Я уже видал ее в такой «коронной» ее роли, как Кабаниха в «Грозе», и этот бытовой образ, тон ее, вся повадка и говор убеждали вас сейчас же, какой творческой силой обладала она, как она умела «перевоплощаться», потому что сама по себе была чисто петербургское дитя кулис — добродушное, веселое, наивное существо, не имеющее ничего общего со складом Кабанихи, ни с тем бытом, где родилось и распустилось роскошным букетом такое дореформенное существо.
Как начинающий автор, ставящий свою первую вещь, я нашел в Линской особенную приветливость без всяких претензий и замашек любимицы публики. Она только что перед тем вышла, уже пожилой женщиной, по любви за Аврамова, любителя из офицеров, который и добился места в труппе, и вскоре так жестоко поплатилась за свою запоздалую страсть, разорилась и кончила нищетой: четыре пятых ее жалованья отбирали на покрытие долгов, наделанных ее супругом, который, бросив ее, скрылся в провинцию, где долго играл, женился и сделался даже провинциальной известностью.
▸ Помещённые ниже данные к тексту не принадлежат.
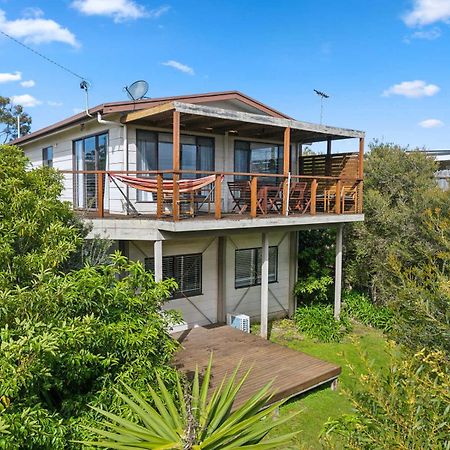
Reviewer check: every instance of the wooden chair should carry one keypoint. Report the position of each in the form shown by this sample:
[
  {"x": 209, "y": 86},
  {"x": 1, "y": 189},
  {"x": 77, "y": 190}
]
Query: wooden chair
[
  {"x": 298, "y": 198},
  {"x": 240, "y": 193},
  {"x": 349, "y": 187}
]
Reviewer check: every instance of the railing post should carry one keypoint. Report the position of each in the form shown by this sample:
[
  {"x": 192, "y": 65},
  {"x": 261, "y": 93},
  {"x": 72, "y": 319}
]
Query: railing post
[
  {"x": 337, "y": 204},
  {"x": 286, "y": 169},
  {"x": 176, "y": 166},
  {"x": 253, "y": 196},
  {"x": 313, "y": 196},
  {"x": 159, "y": 195},
  {"x": 100, "y": 194},
  {"x": 218, "y": 197},
  {"x": 359, "y": 194}
]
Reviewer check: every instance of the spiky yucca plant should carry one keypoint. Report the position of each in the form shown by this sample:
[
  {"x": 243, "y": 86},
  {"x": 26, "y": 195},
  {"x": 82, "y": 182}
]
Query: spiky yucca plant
[{"x": 189, "y": 421}]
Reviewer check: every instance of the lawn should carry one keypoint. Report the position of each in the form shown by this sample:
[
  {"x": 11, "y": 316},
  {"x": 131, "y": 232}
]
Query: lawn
[{"x": 323, "y": 403}]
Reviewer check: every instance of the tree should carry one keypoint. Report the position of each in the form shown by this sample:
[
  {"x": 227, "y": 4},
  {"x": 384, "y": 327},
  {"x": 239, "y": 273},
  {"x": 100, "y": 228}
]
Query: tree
[
  {"x": 9, "y": 115},
  {"x": 67, "y": 336},
  {"x": 399, "y": 187}
]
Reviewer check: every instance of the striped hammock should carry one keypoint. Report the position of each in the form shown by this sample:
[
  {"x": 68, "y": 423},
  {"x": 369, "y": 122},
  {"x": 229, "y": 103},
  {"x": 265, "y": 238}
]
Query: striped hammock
[{"x": 149, "y": 185}]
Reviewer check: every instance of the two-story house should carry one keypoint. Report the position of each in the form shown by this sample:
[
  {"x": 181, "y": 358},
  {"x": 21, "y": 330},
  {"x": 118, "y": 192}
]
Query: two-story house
[{"x": 209, "y": 189}]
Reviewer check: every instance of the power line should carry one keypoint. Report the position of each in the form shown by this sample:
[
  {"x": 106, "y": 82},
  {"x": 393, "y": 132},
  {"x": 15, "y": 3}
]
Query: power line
[{"x": 43, "y": 56}]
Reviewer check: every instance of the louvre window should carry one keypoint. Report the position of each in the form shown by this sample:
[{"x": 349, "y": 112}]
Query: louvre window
[
  {"x": 47, "y": 156},
  {"x": 185, "y": 269},
  {"x": 248, "y": 266}
]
Вообще тогда начинающему автору было гораздо легче… Система бенефисов делала то, что актеры всегда нуждались в новых пьесах. А бенефисы имели почти все, кроме самых третьестепенных.
Поэтому никто с нами и не «важничал». Никто и не отказывался от ролей, потому что они получали тогда сверх жалованья «разовую плату» от трех до тридцати пяти рублей за роль. Это их заставляло браться за какую угодно роль.
А мы, когда стали писать о театре, из принципа восставали против той и другой системы — и бенефисов, и разовой платы.
Я сказал: «никто с нами не важничал» — за исключением премьера труппы, Самойлова.
Он занимал совершенно особое, «генеральское» положение в труппе, и все ему сходило с рук.
И первое мое серьезное столкновение на сцене случилось именно с ним; а больше я никогда, ни в Петербурге, ни в Москве, не имел за сорок лет таких коллизий.